AUTHOR: Mark Batterson and Richard Foth
PUBLISHER: Grand Rapids, MI: Baker Books, 2015, (208 pages).
Both authors take turns to tell their stories. In risk taking, Dick looks back at his own life with retrospective wisdom like seeing how the newer generation grow up in an entirely different context from his early years surviving World War II. He knows how much his past had shaped him and concludes that God had created us all with "an adventure in mind." When he met his co-author years ago, he saw an adventurer. Mark recalls how his own grandfather had first planted the excitement of adventures in the 60s. Unfortunately, Mark's sense of adventure broke a precious fossil his grandfather owned but in the aftermath, he experienced a shower of grace and love from his grandfather who affirmed that he is more precious than a broken fossil. The book gradually combines the two authors' experiences into exciting lessons for readers. Lessons like the importance of accumulating experiences rather than material possessions. Lessons on cultivating creativity and doing things rather than simply keeping the status quo. Lessons that spell out the alphabet of life that highlight that life is not about doing things for others or for self; it is living with others and with God. "With" removes the individualism out of a potentially harmful source of deceit and pride. Lessons like learning to look for all the right things people do, to build people up instead of self-accomplishments. The greatest risk is no risk at all. We learn about the fear of failures that inhibit risk taking, and are reminded of the successes of many others in the past that rose out of many failures in the first place. There is no such thing as no-failure inventions. Behind every success is a long list of failed experiments and ventures. There are some interesting snippets of wisdom.
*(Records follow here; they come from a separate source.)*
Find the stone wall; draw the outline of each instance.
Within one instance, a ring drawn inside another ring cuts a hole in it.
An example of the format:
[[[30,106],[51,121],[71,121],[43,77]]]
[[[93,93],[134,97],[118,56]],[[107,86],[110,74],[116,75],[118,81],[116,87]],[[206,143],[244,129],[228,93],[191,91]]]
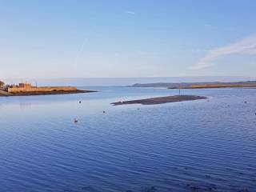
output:
[[[54,90],[76,90],[76,86],[31,86],[31,87],[13,87],[8,88],[9,93],[18,93],[18,92],[49,92]]]

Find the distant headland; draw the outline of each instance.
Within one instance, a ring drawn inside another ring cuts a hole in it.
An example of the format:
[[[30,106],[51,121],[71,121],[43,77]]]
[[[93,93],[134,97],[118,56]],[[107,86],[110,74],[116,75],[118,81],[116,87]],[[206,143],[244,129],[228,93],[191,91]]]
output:
[[[248,82],[156,82],[156,83],[136,83],[133,87],[162,87],[168,89],[206,89],[206,88],[231,88],[231,87],[247,87],[256,88],[256,81]]]
[[[22,96],[22,95],[46,95],[66,94],[95,92],[93,90],[81,90],[76,86],[34,86],[30,83],[19,83],[18,85],[5,85],[0,81],[0,96]]]

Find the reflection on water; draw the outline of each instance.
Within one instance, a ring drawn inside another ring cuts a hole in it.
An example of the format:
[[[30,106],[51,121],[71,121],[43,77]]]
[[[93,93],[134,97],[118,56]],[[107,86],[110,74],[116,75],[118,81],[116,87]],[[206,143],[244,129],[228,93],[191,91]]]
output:
[[[1,191],[256,191],[256,90],[84,89],[0,98]]]

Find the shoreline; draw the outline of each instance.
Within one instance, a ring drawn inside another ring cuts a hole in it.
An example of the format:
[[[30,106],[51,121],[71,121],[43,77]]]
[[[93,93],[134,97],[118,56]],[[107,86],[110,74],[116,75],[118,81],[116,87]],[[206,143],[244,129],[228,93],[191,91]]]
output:
[[[83,94],[93,93],[95,90],[52,90],[52,91],[21,91],[17,93],[8,93],[6,91],[0,91],[0,97],[14,97],[14,96],[33,96],[33,95],[50,95],[50,94]]]
[[[130,100],[125,102],[112,102],[113,106],[130,105],[130,104],[142,104],[142,105],[158,105],[168,102],[184,102],[184,101],[194,101],[199,99],[206,99],[205,96],[197,95],[174,95],[166,97],[150,98],[145,99]]]

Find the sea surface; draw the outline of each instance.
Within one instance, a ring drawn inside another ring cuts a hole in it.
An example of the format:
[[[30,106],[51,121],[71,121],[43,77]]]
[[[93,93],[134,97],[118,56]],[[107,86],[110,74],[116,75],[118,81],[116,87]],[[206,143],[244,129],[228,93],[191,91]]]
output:
[[[81,89],[0,98],[0,192],[256,191],[256,89]]]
- On doing things together: "Goals are a way to go after things and live life to the fullest. When you are going after a goal together, with people you care about, it cements a relationship unlike anything else." (81)
- On Loving People: "Love people when they least expect it and least deserve it." (88)
- On the Pursuit of Happiness: "Happiness is a by-product of holiness." (104)
- Priorities: "Don't sacrifice your family on the altar of success." (114)
- Being Great: "True greatness is being great at the greatest commandment." (122)
- Christian Living: "Live as if Christ was crucified yesterday, rose from the dead today, and is returning tomorrow." (172)
- Trying: "It's never too late to be who you might have been." (192)
Every experience is unique. As the chapters unfolded, I sometimes wonder when will the authors ever stop adventuring. Yet, the pages ooze with the adrenaline of adventure. Mark remembers the words on a cup that imprints Mahatma Gandhi's words: "Live as if you'll die tomorrow. Learn as if you'll live forever." He takes both the living and the learning to heart. Other lessons include true success being sowing the seeds of succession, and to help the next generation do more and be more for Jesus. Every chapter seems like a journey around the sun, meaning the temperature of excitement rises every time a challenge to tackle the sun is issued. While some people spend money and time to travel to exotic places far away to experience some adventure, this book shows us that we do not have to depend on those expensive trips to be adventurous. We can live every moment adventurously. We can take on challenges with faith, not fear. We can live as if there is an even better tomorrow. We can learn like children in the candy store of life. Perhaps, there is a subtle encouragement to all readers, especially for those of us who follow Christ. A Trip around the sun has a very important goal for Christian Living: That every trip, every adventure, every faith venture be a trip with the Son.
Rating: 5 stars of 5.
This book is provided to me courtesy of Baker Books and Graf-Martin Communications in exchange for an honest review. All opinions offered above are mine unless otherwise stated or implied.